/SAMOSA-ChAAT

Scripts, notebooks, and methods for the SAMOSA-ChAAT SNF2h study from the Ramani & Narlikar labs

Primary LanguageJupyter Notebook

Studying chromatin remodeling at single-fiber resolution using SAMOSA-ChAAT

SAMOSA-ChAAT logo

The following README documents code & analyses performed in (and are largely reproduced from the methods section therein):

Abdulhay NJ*, Hsieh LJ*, McNally CP*, Ketavarapu M, Kasinathan S, Nanda AS, Ostrowski MS, Wu K, Moore CM, Goodarzi H, Narlikar GJ#, Ramani V#. "Single-fiber nucleosome density shapes the regulatory output of a mammalian chromatin remodeling enzyme." submitted (2021)

All scripts and binaries are provided as is, without any warranty and for use at your own risk. This is not the release of a software package. We are only providing this information and code in addition to a description of methods for making it easier to reproduce our analyses. We are not providing any support for these scripts.

SMRT data processing

We applied our method to two use cases in the paper, and they differ in the computational workflow to analyze them. The first is for sequencing samples where every DNA molecule has the same sequence, which is the case for our remodeling experiments on the S1 and S2 sequences, presented in Figures 1-5. The second use case is for samples from cells containing varied sequences of DNA molecules, such as the murine in vivo follow up experiments presented in Figures 6-7. The first will be referred to as homogeneous samples, and the second as genomic samples. The workflow for homogenous samples will be presented first in each section, and the deviations for genomic samples detailed at the end.

Sequencing read processing

Sequencing reads were processed using software from Pacific Biosciences. The following describes the workflow for homogenous samples: Demultiplex reads Reads were demultiplexed using lima. The flag --same was passed as libraries were generated with the same barcode on both ends. This produces a BAM file for the subreads of each sample. Generate Circular Consensus Sequences (CCS) CCS were generated for each sample using ccs. Default parameters were used other than setting the number of threads with -j. This produces a BAM file of CCS. Align subreads to the reference genome pbmm2, the pacbio wrapper for minimap2 (Li, 2018), was run on each subreads BAM file (the output of step 1) to align subreads to the reference sequence, producing a BAM file of aligned subreads. Generate missing indices Our analysis code requires pacbio index files (.pbi) for each BAM file. pbmm2 does not generate index files, so missing indices were generated using pbindex. For genomic samples, replace step 3 with this alternate step 3 Align CCS to the reference genome Alignment was done using pbmm2, and run on each CCS file, resulting in BAM files containing the CCS and alignment information.

Extracting IPD measurements

The IPD values were accessed from the BAM files and log10 transformed after setting any IPD measurements of 0 frames to 1 frame. Then, for each ZMW, at each base in the CCS (for genomic samples) or amplicon reference (for homogenous samples), for both strands, the log transformed IPD values in all subreads were averaged. These mean log IPD values for the molecule were then exported along with the percentiles of log IPD values across subreads within that molecule.

Predicting methylation status of individual adenines

Predicting methylation in homogenous samples

For homogenous samples dimensionality reduction was used to capture variation in IPD measurements between molecules, and then the reduced representations and IPD measurements were used to predict methylation.
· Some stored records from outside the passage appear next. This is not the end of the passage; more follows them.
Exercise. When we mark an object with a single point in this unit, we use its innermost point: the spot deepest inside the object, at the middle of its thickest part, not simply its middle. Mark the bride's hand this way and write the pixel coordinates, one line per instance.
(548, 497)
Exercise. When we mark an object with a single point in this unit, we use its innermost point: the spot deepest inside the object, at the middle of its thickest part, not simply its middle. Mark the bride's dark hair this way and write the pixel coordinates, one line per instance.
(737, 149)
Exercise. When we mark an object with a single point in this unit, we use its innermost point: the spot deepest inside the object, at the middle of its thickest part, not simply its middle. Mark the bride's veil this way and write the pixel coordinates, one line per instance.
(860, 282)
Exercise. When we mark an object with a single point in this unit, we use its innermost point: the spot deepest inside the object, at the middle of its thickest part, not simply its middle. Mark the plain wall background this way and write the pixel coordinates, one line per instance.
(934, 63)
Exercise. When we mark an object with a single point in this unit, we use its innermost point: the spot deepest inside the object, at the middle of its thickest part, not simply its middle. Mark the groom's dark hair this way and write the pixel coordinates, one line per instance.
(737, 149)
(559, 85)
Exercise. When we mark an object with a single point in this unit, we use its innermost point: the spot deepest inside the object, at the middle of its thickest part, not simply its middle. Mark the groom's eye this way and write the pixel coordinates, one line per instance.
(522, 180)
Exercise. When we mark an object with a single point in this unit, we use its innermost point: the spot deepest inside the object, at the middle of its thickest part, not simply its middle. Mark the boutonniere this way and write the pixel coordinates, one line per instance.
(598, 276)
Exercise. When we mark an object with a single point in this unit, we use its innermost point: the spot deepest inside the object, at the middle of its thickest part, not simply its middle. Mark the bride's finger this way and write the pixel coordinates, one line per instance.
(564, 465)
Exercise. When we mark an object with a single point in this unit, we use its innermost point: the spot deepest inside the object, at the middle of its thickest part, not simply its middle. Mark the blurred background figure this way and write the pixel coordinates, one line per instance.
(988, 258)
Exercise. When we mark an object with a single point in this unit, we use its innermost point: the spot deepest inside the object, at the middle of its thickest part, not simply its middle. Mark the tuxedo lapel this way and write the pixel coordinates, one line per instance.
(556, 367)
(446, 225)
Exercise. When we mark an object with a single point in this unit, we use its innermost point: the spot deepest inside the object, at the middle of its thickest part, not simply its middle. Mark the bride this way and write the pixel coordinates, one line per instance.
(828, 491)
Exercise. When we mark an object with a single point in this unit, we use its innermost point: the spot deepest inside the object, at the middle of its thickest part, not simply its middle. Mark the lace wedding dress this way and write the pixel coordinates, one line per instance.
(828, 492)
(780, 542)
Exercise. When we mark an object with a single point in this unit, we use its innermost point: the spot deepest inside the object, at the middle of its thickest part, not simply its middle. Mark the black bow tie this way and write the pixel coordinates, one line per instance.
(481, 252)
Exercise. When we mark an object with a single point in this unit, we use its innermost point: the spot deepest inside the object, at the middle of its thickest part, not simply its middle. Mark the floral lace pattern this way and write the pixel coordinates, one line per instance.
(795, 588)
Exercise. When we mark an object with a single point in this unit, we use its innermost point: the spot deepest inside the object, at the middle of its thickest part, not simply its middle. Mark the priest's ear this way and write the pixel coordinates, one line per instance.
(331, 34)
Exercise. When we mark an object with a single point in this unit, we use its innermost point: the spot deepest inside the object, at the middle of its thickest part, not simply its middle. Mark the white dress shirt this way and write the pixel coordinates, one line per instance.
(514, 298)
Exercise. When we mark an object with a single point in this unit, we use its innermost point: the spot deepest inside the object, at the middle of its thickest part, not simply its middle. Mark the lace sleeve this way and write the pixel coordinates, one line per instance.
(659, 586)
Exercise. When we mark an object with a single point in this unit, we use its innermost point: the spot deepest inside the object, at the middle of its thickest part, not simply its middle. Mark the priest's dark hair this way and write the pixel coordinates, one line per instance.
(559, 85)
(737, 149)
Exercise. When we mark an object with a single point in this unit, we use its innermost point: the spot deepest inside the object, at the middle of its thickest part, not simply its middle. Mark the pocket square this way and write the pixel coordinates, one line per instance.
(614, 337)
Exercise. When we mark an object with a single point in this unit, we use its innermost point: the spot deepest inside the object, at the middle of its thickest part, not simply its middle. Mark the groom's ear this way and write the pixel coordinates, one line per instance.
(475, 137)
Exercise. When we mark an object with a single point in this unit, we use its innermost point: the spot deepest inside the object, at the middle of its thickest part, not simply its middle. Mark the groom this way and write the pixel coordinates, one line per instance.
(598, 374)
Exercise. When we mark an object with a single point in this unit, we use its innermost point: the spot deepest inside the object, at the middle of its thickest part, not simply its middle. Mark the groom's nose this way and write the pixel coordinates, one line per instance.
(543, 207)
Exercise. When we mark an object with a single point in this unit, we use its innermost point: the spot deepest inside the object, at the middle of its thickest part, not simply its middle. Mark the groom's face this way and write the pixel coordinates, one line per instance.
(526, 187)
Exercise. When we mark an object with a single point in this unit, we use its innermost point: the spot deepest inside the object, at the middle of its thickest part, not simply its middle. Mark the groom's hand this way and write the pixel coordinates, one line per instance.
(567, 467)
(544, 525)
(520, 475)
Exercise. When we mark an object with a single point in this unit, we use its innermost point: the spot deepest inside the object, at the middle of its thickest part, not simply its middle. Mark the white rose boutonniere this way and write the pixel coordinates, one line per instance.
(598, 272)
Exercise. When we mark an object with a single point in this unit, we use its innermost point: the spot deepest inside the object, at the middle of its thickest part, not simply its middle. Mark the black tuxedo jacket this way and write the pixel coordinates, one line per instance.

For each of S1 and S2, the non-adenine mean log IPD measurements from one unmethylated control sample were used to train a truncated singular value decomposition model. The input measurements had the mean of each base subtracted before training. The Truncated SVD class of scikit-learn was used and trained in 20 iterations to produce 40 components. The trained model was then used to transform all molecules in all samples into their reduced representations. Each resulting component had its mean subtracted and was divided by its standard deviation.

Next, a neural network model was trained to predict the mean log IPD at each base in unmethylated control molecules. The dimension reduced representation of the molecules were provided as input to the model, and the output was a value for each adenine on both strands of the amplicon molecule. The neural network was composed of four dense layers with 600 units each, with relu activation and he uniform initialization. A 50% dropout layer was placed after each of these four layers. A final dense layer produced an output for each adenine in the amplicon reference. The model was trained on a negative control sample using Keras, Adam optimizer, mean square error loss, 100 epochs and a batch size of 128. The trained model was then used to predict the mean log IPD value at all adenines in all molecules in all samples. This prediction was subtracted from the measured mean log IPD to get residuals.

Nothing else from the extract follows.